Adam Sandler: Not sure what I'm doing on the show yet. I'm looking forward to seeing everybody. And I'm also looking forward to being in the studio again.

Question: Mr. Sandler, what was the character that you played that you thought was most like yourself?

Adam Sandler: I am 1/8 Happy Gilmore, 2/8 Sonny Koufax, 2/8 Bobby Boucher, 1/8 Billy Madison, how many eighths is that so far? Finally, 2/8 moron.

AOLJesse: Do you know your IQ?

Adam Sandler: Not sure. I'm guessing all of you beat me.

Question: Mr. Sandler, do you have any plans for a dramatic role?

Adam Sandler: It will happen someday. But as of right now, I'm concentrating on the funniness.

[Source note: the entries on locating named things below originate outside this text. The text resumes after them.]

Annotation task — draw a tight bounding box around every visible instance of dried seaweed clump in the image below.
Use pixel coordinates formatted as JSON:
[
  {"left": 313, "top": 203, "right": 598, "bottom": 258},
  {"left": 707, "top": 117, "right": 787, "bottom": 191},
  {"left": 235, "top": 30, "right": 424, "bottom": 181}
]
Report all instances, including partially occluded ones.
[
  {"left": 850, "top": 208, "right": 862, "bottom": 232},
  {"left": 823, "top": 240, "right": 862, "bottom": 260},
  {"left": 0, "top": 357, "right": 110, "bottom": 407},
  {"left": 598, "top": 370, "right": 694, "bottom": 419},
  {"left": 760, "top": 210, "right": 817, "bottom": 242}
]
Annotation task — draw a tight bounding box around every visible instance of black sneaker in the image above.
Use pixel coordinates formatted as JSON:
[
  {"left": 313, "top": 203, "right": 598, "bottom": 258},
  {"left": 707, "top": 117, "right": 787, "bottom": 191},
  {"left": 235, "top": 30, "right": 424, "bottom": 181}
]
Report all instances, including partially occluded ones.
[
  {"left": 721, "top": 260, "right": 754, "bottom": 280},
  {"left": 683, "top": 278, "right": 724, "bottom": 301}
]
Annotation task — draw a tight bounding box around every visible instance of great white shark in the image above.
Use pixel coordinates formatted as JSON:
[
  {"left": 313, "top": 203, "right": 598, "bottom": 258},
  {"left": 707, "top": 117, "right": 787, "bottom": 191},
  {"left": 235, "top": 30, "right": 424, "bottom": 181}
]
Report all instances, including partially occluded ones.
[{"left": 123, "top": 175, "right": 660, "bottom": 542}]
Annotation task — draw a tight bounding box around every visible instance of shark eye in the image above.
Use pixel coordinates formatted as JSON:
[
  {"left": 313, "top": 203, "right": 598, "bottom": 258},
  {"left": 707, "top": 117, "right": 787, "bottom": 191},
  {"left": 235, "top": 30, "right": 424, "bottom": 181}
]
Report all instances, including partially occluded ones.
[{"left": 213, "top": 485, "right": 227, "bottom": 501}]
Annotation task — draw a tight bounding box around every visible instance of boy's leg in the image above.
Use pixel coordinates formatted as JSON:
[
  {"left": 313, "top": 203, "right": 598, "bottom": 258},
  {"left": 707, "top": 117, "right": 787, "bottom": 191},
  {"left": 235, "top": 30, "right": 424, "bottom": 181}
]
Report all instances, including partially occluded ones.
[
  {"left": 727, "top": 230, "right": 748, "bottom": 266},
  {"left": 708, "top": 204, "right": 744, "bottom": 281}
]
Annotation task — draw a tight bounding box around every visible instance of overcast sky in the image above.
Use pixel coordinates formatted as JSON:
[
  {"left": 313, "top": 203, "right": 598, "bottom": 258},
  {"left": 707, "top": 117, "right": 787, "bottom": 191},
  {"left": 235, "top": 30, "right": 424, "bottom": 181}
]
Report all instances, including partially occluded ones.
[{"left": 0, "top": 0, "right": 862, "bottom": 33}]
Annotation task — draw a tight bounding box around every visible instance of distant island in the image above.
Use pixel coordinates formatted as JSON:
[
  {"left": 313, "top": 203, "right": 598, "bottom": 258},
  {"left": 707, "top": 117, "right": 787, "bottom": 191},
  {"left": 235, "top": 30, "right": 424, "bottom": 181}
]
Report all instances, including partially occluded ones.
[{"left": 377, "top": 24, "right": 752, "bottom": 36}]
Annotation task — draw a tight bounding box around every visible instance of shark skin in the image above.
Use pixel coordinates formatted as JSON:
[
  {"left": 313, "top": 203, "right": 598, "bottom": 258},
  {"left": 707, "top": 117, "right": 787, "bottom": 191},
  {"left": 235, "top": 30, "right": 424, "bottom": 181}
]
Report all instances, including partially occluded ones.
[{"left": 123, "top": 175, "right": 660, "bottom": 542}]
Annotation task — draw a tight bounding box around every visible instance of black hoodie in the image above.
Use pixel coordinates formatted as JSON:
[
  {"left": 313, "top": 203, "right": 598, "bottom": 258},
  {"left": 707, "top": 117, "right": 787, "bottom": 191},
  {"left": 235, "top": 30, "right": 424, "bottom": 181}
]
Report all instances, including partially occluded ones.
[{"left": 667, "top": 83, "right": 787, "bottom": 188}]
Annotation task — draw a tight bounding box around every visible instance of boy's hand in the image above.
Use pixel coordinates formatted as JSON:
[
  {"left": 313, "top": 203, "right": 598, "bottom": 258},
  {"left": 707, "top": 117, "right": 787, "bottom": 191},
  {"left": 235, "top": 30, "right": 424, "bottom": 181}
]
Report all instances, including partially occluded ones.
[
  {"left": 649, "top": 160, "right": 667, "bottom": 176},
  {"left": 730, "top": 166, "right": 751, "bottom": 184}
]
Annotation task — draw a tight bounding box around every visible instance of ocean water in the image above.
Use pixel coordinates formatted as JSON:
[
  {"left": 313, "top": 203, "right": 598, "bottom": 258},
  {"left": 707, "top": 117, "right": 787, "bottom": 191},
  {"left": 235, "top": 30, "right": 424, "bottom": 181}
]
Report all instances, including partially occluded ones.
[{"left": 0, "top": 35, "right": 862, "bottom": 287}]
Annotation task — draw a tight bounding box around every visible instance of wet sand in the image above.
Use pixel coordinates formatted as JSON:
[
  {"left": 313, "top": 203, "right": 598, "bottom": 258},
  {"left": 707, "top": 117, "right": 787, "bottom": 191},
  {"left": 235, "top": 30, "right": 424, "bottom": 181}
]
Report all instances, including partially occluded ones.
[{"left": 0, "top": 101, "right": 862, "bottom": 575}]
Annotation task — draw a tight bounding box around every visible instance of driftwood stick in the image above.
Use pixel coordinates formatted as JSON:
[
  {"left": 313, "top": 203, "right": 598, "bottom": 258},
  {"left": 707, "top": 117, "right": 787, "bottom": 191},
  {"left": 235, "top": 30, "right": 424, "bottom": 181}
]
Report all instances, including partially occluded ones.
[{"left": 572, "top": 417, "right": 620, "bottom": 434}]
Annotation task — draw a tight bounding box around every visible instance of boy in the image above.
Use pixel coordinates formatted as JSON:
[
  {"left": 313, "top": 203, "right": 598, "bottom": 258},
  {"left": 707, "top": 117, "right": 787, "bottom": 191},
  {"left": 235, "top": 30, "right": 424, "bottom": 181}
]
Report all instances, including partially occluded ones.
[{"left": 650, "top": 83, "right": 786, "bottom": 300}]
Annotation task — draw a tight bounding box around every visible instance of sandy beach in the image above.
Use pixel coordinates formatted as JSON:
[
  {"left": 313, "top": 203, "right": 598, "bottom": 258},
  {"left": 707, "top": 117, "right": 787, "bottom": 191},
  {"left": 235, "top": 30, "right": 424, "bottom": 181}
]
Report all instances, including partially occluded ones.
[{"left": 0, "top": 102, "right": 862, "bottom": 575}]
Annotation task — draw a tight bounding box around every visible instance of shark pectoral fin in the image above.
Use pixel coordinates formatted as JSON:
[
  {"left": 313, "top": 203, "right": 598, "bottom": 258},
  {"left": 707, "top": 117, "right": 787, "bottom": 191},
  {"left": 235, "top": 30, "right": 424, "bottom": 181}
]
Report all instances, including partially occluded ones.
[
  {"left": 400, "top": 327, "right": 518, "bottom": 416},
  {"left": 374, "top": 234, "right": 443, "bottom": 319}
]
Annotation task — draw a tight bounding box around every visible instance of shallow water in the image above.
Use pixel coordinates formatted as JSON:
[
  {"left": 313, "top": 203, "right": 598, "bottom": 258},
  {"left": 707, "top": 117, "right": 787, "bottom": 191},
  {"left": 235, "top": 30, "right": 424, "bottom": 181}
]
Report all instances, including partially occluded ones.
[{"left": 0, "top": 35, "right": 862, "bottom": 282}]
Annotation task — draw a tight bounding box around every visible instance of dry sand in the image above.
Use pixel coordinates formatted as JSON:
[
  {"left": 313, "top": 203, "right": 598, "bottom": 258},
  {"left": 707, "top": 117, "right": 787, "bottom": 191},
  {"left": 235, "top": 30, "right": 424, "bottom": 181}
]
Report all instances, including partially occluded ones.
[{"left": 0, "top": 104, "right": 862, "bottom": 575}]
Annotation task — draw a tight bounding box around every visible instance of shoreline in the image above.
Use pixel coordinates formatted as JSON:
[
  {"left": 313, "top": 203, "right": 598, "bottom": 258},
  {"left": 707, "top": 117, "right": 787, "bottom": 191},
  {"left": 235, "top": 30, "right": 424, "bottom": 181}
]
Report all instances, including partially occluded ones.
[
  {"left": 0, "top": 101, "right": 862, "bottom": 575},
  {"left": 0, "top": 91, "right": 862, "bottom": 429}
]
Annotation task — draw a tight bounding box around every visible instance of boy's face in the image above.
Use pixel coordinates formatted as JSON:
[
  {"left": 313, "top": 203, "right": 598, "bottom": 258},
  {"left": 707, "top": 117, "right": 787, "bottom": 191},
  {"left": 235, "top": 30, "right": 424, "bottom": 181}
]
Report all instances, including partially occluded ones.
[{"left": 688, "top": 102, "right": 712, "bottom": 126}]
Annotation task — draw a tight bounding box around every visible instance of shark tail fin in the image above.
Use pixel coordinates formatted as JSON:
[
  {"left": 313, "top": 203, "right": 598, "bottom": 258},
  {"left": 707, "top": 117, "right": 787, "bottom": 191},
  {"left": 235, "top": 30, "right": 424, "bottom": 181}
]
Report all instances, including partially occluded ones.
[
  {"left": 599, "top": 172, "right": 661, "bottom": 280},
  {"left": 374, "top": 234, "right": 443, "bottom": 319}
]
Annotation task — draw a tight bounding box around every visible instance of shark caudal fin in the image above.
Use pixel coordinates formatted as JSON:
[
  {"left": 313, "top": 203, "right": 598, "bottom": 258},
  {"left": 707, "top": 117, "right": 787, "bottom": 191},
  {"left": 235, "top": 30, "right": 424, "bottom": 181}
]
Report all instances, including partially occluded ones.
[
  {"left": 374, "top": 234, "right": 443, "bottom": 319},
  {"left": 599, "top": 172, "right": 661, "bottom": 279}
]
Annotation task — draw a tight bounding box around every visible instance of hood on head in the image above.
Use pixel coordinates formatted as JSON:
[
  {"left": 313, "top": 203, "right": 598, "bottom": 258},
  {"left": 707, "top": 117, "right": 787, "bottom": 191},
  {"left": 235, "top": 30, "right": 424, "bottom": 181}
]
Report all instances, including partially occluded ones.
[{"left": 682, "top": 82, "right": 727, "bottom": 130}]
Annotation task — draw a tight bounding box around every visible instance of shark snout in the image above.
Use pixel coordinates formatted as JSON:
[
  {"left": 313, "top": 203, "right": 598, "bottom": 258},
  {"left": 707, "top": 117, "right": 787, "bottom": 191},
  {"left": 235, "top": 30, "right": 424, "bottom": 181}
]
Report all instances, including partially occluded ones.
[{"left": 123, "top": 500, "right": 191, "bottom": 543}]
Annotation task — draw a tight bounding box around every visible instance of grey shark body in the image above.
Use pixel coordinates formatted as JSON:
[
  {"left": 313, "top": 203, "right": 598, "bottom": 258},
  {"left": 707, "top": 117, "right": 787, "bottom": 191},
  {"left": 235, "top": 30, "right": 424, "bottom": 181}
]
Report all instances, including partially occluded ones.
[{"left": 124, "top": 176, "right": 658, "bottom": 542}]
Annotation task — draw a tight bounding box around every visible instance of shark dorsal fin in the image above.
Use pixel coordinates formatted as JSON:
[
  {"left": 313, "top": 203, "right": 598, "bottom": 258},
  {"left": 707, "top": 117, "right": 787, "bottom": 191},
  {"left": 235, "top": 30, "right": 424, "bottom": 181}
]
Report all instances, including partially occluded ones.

AOLJesse: People who knew you in high school have told the press that you're doing now what you did then. If we all do that, can we be stars too?

Adam Sandler: That's up to my girlfriend, the Lord, and my genitalia.

Question: Adam, we want to see you host SNL! Are you planning to anytime soon?

Adam Sandler: Not sure when. But I'm sure it will happen someday. I've been writing a lot of stand-up.... Maybe I'll do a tour soon, once I get it down.

Question: At what age did Adam Sandler get into showbiz?

Adam Sandler: Age 3 months. I would perform for other babies. And I would always close the show with my classic "poopy in the pants."

Question: A rumor has been spreading around my advanced drama class that there is going to be a sequel to "The Wedding Singer." Any truth to that?

Adam Sandler: Not that I'm aware of. I read that rumor also. I'm not sure who came up with that. I do plan on working with Drew again, and hopefully soon.

Question: I love you, Adam! You are my idol! I just wanted to ask you, what advice can you give to me as an aspiring young comedian?

Adam Sandler: Thank you for your compliment. As a comedian, all I can recommend is, if you think it's funny, then it's funny.

Question: Is there really a talking goat?

Adam Sandler: Yes. And he just told me recently that the old man is slowing down with the drinking, and it is making his goat life a lot more peaceful.

AOLJesse: Your new CD rocks (say ALL in our audience). They want you to tour.

Adam Sandler: I want to tour. I need the time and the material. I'm working on it.

AOLJesse: Would you like to play golf against Michael Jordan?

Adam Sandler: Not against Jordan. But I would tee up for him. It must be painful bending over that far to tee up 18 times a day.

Question: Adam, how many songs are on your new CD? I was just wondering, because I think you have a really awesome voice!

Adam Sandler: Six songs. Something like 11 skits. I played with some serious dudes. And I actually made a few friendships out of it. Ray Ellis arranged two of the big band tunes. He worked with Sinatra and Tony Bennett and Lena Horne. Now he has to deal with me calling him on a regular basis.

AOLJesse: You're on Letterman tonight. How did it go?

Adam Sandler: Had a great time. Audience was awesome. Dave was cool to me. I sang "7 Foot Man" with Shaffer and the boys. And they sounded heavy-duty.

AOLJesse: Any advice for parents who walk in as their kids are listening to your CD?

Adam Sandler: Come and join the party.

AOLJesse: This has been one. Thanks, Adam.

Adam Sandler: Thanks to everybody out there. Talk to you real soon. Hope to make more stuff for you. Love, Adam.